Deactivation by coke formation is a serious problem in many industrial processes in which organic molecules are converted over catalysts based on microporous materials such as zeolites, aluminophosphates (AlPO) or silica-aluminophosphates (SAPO). Examples of such processes are cracking of hydrocarbons, alkylation of hydrocarbons and conversion of oxygenates to hydrocarbons. The existing techniques for reducing this kind of deactivation all affect the catalytic properties of the microporous materials.
To improve properties, such as product yield, selectivity, activity or stability, the microporous materials are often modified by catalytically active materials, promoters or stabilisers when applied as catalysts. Examples are the addition of Ni, W, Pd to a Y-zeolite in a hydrocracking catalyst, or the addition of Ni to a SAPO in the conversion of methanol to ethylene and propylene.

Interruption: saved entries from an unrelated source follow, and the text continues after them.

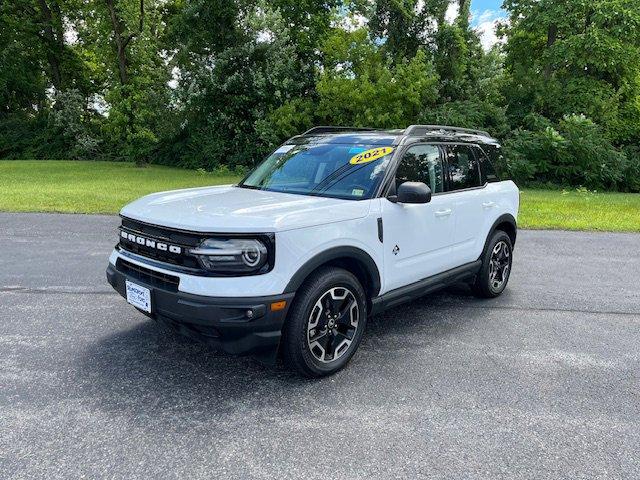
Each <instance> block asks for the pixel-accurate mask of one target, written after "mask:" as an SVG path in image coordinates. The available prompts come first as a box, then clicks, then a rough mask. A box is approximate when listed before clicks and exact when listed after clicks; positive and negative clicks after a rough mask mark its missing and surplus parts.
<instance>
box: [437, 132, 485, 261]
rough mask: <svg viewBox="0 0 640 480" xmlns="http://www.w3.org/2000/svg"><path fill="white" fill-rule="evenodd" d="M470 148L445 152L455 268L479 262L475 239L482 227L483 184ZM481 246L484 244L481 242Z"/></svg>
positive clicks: (451, 146)
mask: <svg viewBox="0 0 640 480" xmlns="http://www.w3.org/2000/svg"><path fill="white" fill-rule="evenodd" d="M473 148H474V147H473V146H471V145H448V146H447V148H446V170H447V191H448V193H447V195H446V196H447V197H449V198H450V201H451V202H452V204H453V210H454V212H455V215H454V217H455V226H454V233H453V242H452V252H451V254H452V258H453V259H454V262H455V266H460V265H464V264H465V263H469V262H473V261H474V260H477V259H478V256H479V255H480V252H477V244H478V239H479V237H480V236H481V232H482V228H483V224H484V209H483V205H482V204H483V202H484V201H485V199H484V192H483V185H484V184H483V182H482V179H481V176H480V166H479V162H478V158H477V157H476V155H475V153H474V151H473ZM483 243H484V241H483Z"/></svg>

Well known oxygenate conversion processes that make use of catalysts based on microporous materials are Methanol-to-Olefins (MTO) and Methanol-to-Gasoline (MTG). In these processes, methanol is converted to hydrocarbon molecules. In the MTO process, described in U.S. Pat. No. 4,499,327, the desired products are olefins such as ethylene, propylene and butylenes. If the process is aimed at the production of propylene, it is sometimes called Methanol-to-Propylene (MTP). The catalysts commonly used in these processes are based on H-ZSM-5 zeolites or SAPO-34. Such a process is described in U.S. Pat. No. 6,518,475. In the MTG process, described in U.S. Pat. No. 3,894,104, methanol is converted to gasoline. A H-ZSM-5 based catalyst is preferred here.
A process related to the methanol conversions described above is TIGAS. This process, which is further described in U.S. Pat. Nos. 4,481,305 and 4,520,216, integrates the synthesis of methanol and DME from synthesis gas with the conversion of methanol and DME to gasoline, thus obtaining a process in which fuel is synthesised directly from synthesis gas.
The economy of the TIGAS, MTG, MTO and MTP processes depends critically on the stability of the zeolite based catalyst that produces the fuel product. Suppression of catalyst deactivation is therefore of crucial importance for these processes.
The deactivation rate depends on the nature of the reactants and the products, the process conditions and the catalyst formulation. A catalyst deactivated by coke formation can often be regenerated by heating it in an oxygen containing gas stream (typically air or diluted air), which burns off the coke, thus restoring the activity of the microporous catalyst. Very often, the deactivation is so fast that the microporous catalysts have to be continuously regenerated in the chemical plant during operation. In these cases, fluidised bed reactors are often preferred, since in these reactors it is a relatively simple process withdrawing a part of the catalyst for regeneration and thereafter reintroducing it in the reactor.
If deactivation is slower, two or more parallel fixed bed reactors can be used. In such a process, one of the reactors is regenerated while the other(s) is/are used for production. An alternative is to temporarily shut down the plant and regenerate the catalysts. In both cases, it has to be decided how often catalyst regeneration must be performed. This interval is the cycle length and it is the duration a catalyst can be operated without a significant loss in feed conversion. In the MTP process described by Rothaemel, M. et al. (ERTC Petrochemical Conference, March 2003, Paris), incorporated herein by reference, this cycle length is approximately 700 hours. Water may be added to the feed to improve process performance.
Regeneration usually leads to a deterioration of catalyst performance because the regeneration frequently is incomplete and may damage the catalyst. Furthermore, deactivation is inevitably connected with carbon loss in the process, which implies a lower product yield. Finally, the need for catalyst regeneration is an important cost factor, as it makes the process less efficient and always requires additional installations requiring considerable investments. For these reasons, it is desirable to suppress catalyst deactivation by coking as much as possible.
A commonly applied strategy to suppress coke formation is changing the process conditions. For example, a hydrocracking catalyst has a much longer lifetime (more than one year) than a FCC catalyst (approximately one minute), due to the presence of hydrogen in the hydrocracking process. In U.S. Pat. No. 4,520,216, it is disclosed that catalyst deactivation in the TIGAS process is reduced by adjusting process parameters.
Another strategy to avoid coke formation is a change of the properties of the catalyst. For example, catalysts based on dealuminated aluminosilicates normally have a longer lifetime in hydrocarbon conversion processes. However, the dealumination significantly affects the catalysts characteristics (activity/selectivity), since both the number and average activity of the active acid sites are reduced. The use of catalysts with a different micropore structure is sometimes a possibility to avoid coke formation, but this approach implies a change in catalytic characteristics as well, and can have major consequences for the process design.
The connection between the catalytic characteristics and deactivation properties is a problem in catalyst and process design, and always results in a compromise between deactivation and catalytic properties.
Therefore, there is a strong need for a process for oxygenate conversion, in which deactivation by coke formation of catalysts based on microporous materials is suppressed without changing other catalytic properties.